I brushed my titan c as well..looks much better...The bezel was difficult to take off..After many attempts I finally got it off with my swiss army knife that I wrapped in a thin cloth(to protect case)..You have to lift up and turn at the same time...that's the trick


----------



## MattPap

I've tried to remove the bezel from my TT1 Meistertaucher Regulator, but I've only managed to remove the outher titanium ring. The bezel and the insert are still in place. How can I do it? 

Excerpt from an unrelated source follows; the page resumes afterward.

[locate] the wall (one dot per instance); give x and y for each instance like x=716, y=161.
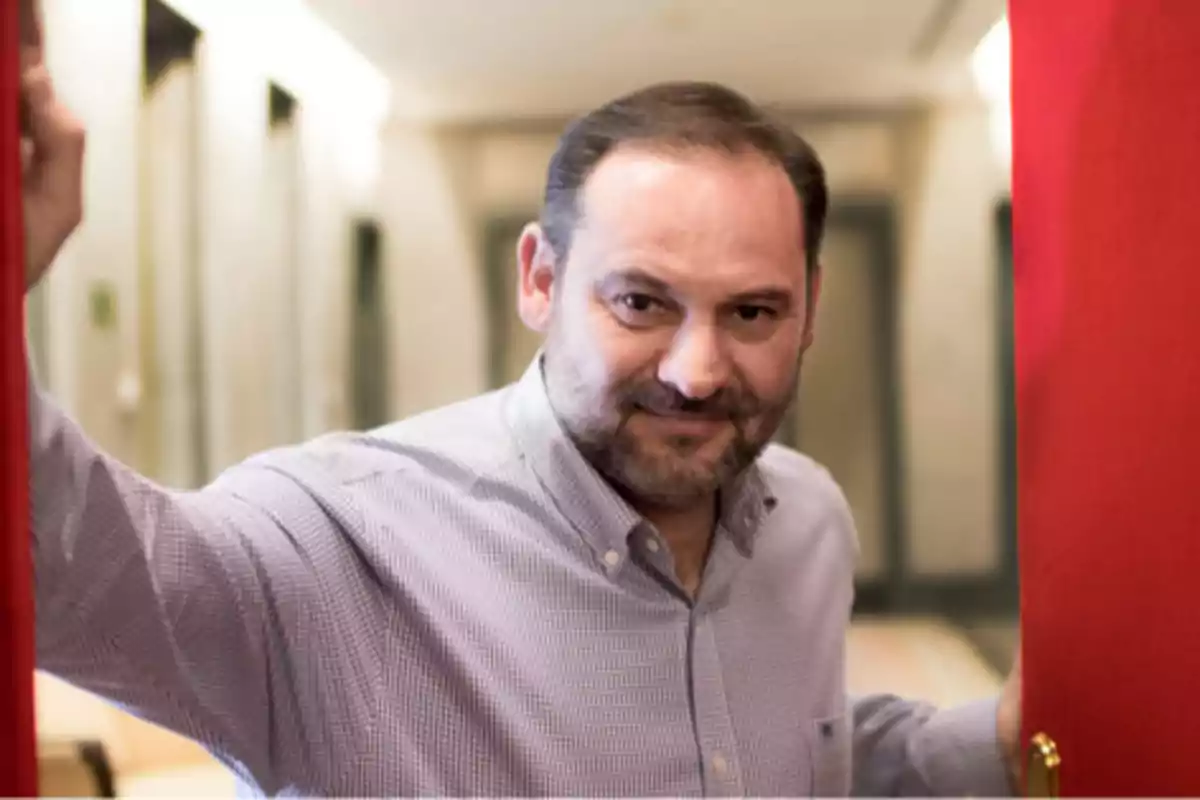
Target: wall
x=935, y=163
x=948, y=346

I'd like to brush my lugs too!


----------



## dpioli

*Re: My Oris 47mm Titan C & 47mm Blue Small Second (Fully Brushed)*

Is it easy to remove the bezel? Please tell me how.
Thanks.


----------



## Ghettobird

Temperarely said:


> beautiful done.Congrets
> 
> Brushed is the way to go.
> 
> Mine says hi.
> 
> Cheers,
> Elf
> 
> View attachment 486570


Just tried this on my lumi, how do you actually get the bezel off?
I've tried sliding my nail under the bezel and rotating it off, but it's just too solid

Sent from my GT-I9300T using Tapatalk 2


----------



## kachog

dears,
general question- why do you prefer brushed bracelet rather then OEM polished?


----------



## bstadt6

*Re: My Oris 47mm Titan C & 47mm Blue Small Second (Fully Brushed)*

Very nicely done. All oris divers should come this way.


----------



## Formula1fan

*Re: My Oris 47mm Titan C & 47mm Blue Small Second (Fully Brushed)*

Twist and pull


----------